The Finns are watching the situation in Ukraine very carefully. And for good reason, it is the European country with the largest land border with Russia (1,300 km). And despite a meeting Between the head of American diplomacy and his Russian counterpart in Geneva, Friday January 21, a Russian attack is possible “at any time“, according to Washington.
This does not fail to worry Finland, where the The debate on possible NATO membership has now been revived, as the director for advanced studies at the University of Helsinki explains: “Of course it’s a game-changer! The media, for example, use it to make headlines, Explain Tuomas Forsberg, andAnd then the politicians who are in favor of Finnish membership of NATO take every opportunity to say that it is time, that it is already almost too late.”
According to the researcher, more and more Finns are in favor of it, even if they remain a minority. They are around 30% at the moment. “The real change is for those who are opposed. For the first time, they are less than 50%”, asserts Tuomas Forsberg.

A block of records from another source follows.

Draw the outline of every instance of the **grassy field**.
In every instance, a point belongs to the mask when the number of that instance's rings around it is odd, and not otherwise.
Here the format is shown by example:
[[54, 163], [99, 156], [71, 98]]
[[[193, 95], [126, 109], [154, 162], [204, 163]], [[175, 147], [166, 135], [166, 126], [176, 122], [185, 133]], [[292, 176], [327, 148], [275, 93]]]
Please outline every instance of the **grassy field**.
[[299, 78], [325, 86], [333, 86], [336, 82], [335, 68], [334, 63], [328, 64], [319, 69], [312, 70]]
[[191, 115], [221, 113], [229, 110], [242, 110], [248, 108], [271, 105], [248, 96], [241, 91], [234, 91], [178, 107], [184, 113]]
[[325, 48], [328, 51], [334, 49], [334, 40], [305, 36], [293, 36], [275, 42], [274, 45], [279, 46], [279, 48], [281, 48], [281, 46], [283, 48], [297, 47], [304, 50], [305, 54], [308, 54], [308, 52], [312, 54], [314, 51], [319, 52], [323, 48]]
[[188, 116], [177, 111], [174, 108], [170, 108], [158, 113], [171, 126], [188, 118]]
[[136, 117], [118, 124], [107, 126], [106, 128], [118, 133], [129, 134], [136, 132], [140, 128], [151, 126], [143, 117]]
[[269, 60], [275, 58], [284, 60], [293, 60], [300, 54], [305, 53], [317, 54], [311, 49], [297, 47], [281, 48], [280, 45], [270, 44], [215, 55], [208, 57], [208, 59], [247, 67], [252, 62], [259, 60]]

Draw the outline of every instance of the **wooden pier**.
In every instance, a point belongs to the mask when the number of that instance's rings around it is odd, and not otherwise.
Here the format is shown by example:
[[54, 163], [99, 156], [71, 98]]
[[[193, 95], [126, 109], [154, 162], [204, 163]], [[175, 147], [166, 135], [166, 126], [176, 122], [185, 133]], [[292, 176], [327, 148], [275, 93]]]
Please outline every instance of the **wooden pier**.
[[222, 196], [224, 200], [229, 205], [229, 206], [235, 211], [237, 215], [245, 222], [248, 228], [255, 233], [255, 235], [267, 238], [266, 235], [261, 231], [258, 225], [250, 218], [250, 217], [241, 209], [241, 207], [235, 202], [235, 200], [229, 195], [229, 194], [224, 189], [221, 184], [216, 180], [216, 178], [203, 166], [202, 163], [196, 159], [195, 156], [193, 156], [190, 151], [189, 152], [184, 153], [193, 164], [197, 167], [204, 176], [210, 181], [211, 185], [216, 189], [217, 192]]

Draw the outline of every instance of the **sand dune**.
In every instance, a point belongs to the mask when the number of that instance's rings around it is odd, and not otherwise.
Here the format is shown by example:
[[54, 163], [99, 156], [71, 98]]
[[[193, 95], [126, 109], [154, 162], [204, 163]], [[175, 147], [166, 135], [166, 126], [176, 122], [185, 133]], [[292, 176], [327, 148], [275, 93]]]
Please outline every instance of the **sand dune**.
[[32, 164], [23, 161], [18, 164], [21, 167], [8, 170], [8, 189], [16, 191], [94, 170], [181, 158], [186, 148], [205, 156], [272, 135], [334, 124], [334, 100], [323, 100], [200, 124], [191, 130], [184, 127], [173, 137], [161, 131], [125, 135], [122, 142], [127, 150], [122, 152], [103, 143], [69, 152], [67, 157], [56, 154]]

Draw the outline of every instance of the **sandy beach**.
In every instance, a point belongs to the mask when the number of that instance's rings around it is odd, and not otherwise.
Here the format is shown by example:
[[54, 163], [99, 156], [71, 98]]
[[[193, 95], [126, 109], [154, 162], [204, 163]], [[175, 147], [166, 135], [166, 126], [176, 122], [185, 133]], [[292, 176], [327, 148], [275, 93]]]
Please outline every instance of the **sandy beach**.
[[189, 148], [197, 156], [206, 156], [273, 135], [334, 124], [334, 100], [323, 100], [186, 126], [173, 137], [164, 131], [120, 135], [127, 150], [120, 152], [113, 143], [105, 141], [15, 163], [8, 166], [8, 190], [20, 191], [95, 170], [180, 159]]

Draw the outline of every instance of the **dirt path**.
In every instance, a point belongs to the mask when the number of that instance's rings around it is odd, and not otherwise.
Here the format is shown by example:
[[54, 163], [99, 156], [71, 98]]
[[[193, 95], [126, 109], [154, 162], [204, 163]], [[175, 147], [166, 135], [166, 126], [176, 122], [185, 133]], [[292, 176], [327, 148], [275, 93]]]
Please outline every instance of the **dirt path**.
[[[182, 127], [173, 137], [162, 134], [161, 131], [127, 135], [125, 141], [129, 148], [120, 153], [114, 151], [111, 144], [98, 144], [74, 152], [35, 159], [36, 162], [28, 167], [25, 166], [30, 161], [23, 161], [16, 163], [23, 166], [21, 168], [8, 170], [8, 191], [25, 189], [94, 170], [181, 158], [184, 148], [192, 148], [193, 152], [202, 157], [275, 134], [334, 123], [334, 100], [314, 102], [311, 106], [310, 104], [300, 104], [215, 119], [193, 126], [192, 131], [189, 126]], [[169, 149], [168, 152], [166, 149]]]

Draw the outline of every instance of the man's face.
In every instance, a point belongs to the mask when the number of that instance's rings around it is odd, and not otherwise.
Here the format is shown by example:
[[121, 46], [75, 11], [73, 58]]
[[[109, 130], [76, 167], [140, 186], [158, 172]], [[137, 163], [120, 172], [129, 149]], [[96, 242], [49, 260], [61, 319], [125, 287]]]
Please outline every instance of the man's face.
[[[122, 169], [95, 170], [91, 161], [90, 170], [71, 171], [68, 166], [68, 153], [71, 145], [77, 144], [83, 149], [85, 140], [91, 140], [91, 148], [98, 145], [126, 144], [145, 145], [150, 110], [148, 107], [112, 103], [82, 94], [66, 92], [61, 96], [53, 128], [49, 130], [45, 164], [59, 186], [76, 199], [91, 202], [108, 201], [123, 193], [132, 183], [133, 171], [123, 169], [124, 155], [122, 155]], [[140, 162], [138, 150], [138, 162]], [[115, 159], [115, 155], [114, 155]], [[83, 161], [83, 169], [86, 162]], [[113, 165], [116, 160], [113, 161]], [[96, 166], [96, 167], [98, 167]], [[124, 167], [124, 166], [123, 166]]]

In Finland, we still cannot digest the Russian will to stop the enlargement of the Atlantic alliance. In the streets of Helsinki, it is now common to hear residents expressing a certain distrust of Russia. “Personally, I am in favor of Finland joining NATO, says a resident, as a response to pressure from Russia to show them that they have nothing to impose on us here in Finland!”
Beyond this question on NATO, the military threat on the Finnish border is now addressed. “I don’t think there is a real threat at the moment but it is a possibility. If someone makes a mistake, it can happen very quickly,” says a Finn. “I really hope it doesn’t happen and I think deep in my heart that it won’t,” tempers a resident of Helsinki before adding: “But if you look at the history of Finland and Russia. And truth be told, history in general, you never know.“
On this subject, the Finnish Prime Minister, Sanna Marin, recently recalled that Finland, a former Russian province, had “learned from the past”. Way to say that his country has not forgotten the two wars that have opposed it to the Soviet Union since its independence in 1917.